APPENDICE IIIRapport sur les buts et motivations du Bene Gesserit









Ce qui suit est extrait de la Somme préparée par les agents de Dame Jessica à sa requête à la suite de l’Affaire d’Arrakis. La sincérité de ce rapport lui confère une valeur qui transcende largement l’ordinaire.

Durant des siècles, le Bene Gesserit agit sous le masque d’une école semi-mystique tout en poursuivant un programme de sélection parmi les humains. Pour cette raison, nous tendons à lui accorder plus d’importance qu’il n’en mérite apparemment. L’analyse de son « jugement de fait » sur l’Affaire d’Arrakis révèle l’ignorance profonde de l’école quant à son propre rôle.

On peut certes faire valoir que le Bene Gesserit ne pouvait examiner que les faits dont il disposait et n’eut jamais directement accès à la personne du Prophète Muad’Dib. Mais l’école avait surmonté des obstacles bien plus importants et son erreur n’en apparaît que plus grave.

L’objectif du programme bene gesserit était l’apparition d’un être appelé le « Kwisatz Haderach », ce qui signifie : « Celui qui peut être en plusieurs endroits à la fois. » En termes plus simples, ce que désirait le Bene Gesserit, c’était un humain dont les pouvoirs mentaux lui permettraient de comprendre et d’utiliser des dimensions d’ordre supérieur.

Ils cherchaient à créer un super-Mentat, un ordinateur humain possédant certains des pouvoirs prescients des navigateurs de la Guilde. Maintenant, examinons soigneusement les faits :

Muad’Dib, né Paul Atréides, était le fils du Duc Leto, un homme dont la lignée, depuis plus de mille ans, était l’objet d’une surveillance attentive. La mère du Prophète, Dame Jessica, était une fille naturelle du Baron Vladimir Harkonnen et portait des repères génétiques dont l’importance extrême pour le programme de sélection était connue depuis près de deux mille ans. Elle était un produit du Bene Gesserit, éduquée dans la Manière et aurait dû être un instrument consentant du programme.

Dame Jessica avait reçu l’ordre de donner une fille aux Atréides. Le programme prévoyait l’union de cette fille avec Feyd-Rautha Harkonnen, neveu du Baron Vladimir. Les probabilités d’apparition du Kwisatz Haderach étaient très élevées. Au lieu de cela, pour des raisons qui, selon elle, ne lui apparurent jamais très clairement, elle se retourna contre ses ordres et engendra un fils.

Cela déjà aurait dû alerter le Bene Gesserit. Une variable imprévisible venait de s’introduire dans le plan. Mais il y avait bien d’autres indications plus importantes que le Bene Gesserit ignora virtuellement :

1. Enfant, Paul Atréides révélait déjà des dispositions à prédire l’avenir. Il eut des visions prescientes particulièrement nettes et détaillées qui défiaient toute explication à quatre dimensions.
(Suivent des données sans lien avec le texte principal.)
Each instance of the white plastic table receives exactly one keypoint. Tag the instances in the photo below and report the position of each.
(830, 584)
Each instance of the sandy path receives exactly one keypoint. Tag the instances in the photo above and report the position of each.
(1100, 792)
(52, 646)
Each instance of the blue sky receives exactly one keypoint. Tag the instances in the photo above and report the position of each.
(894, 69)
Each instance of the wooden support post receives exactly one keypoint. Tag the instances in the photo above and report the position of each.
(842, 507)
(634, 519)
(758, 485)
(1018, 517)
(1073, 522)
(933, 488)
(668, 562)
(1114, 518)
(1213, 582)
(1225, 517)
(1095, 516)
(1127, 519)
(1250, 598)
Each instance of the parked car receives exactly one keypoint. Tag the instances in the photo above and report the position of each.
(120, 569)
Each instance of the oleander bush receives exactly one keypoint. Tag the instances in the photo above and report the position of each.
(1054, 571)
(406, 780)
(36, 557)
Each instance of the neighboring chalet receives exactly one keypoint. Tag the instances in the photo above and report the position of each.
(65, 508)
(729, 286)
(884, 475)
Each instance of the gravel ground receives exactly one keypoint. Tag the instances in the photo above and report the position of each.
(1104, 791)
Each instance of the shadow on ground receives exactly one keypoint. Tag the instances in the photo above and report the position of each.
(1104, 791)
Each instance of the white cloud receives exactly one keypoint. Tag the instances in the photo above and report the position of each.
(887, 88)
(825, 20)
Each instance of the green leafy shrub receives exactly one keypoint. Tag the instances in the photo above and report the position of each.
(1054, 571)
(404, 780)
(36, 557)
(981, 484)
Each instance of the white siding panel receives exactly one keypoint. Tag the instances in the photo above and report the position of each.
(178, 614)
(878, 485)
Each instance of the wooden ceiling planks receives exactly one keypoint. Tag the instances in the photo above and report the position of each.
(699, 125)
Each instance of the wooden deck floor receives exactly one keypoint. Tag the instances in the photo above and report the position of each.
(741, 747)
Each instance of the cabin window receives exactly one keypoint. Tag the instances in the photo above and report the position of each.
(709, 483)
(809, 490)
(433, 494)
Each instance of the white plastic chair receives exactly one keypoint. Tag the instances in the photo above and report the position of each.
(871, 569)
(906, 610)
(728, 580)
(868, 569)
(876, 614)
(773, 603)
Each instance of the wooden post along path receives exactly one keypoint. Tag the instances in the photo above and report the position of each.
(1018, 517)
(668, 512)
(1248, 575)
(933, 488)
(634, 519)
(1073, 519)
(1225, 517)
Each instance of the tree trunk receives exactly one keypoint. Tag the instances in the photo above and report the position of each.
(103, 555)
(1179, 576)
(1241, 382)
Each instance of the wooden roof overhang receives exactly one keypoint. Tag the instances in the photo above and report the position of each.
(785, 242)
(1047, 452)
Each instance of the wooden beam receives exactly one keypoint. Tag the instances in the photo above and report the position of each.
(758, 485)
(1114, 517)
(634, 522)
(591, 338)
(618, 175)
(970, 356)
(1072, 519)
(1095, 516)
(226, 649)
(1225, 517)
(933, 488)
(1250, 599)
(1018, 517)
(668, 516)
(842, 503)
2. La Révérende Mère Gaius Helen Mohiam, Rectrice du Bene Gesserit qui vérifia l’humanité de Paul à l’âge de quinze ans, rapporta que, durant l’épreuve, il avait enduré une souffrance telle qu’elle n’avait jamais été infligée auparavant à un être humain. Pourtant, dans son rapport, elle omit de le signaler !

3. Lorsque les Atréides se transportèrent sur Arrakis, la population Fremen salua le jeune Paul comme un prophète, comme « la voix d’ailleurs ». Le Bene Gesserit savait parfaitement quel pouvait être le degré de sensibilisation de ces gens qui vivaient sur un monde rigoureux, désertique, totalement dépourvu d’eau, un monde où les nécessités primitives dominaient. Pourtant, les observateurs Bene Gesserit demeurèrent aveugles à la réaction des Fremen, de même qu’à l’élément nouveau et évident introduit par le régime à base d’épice.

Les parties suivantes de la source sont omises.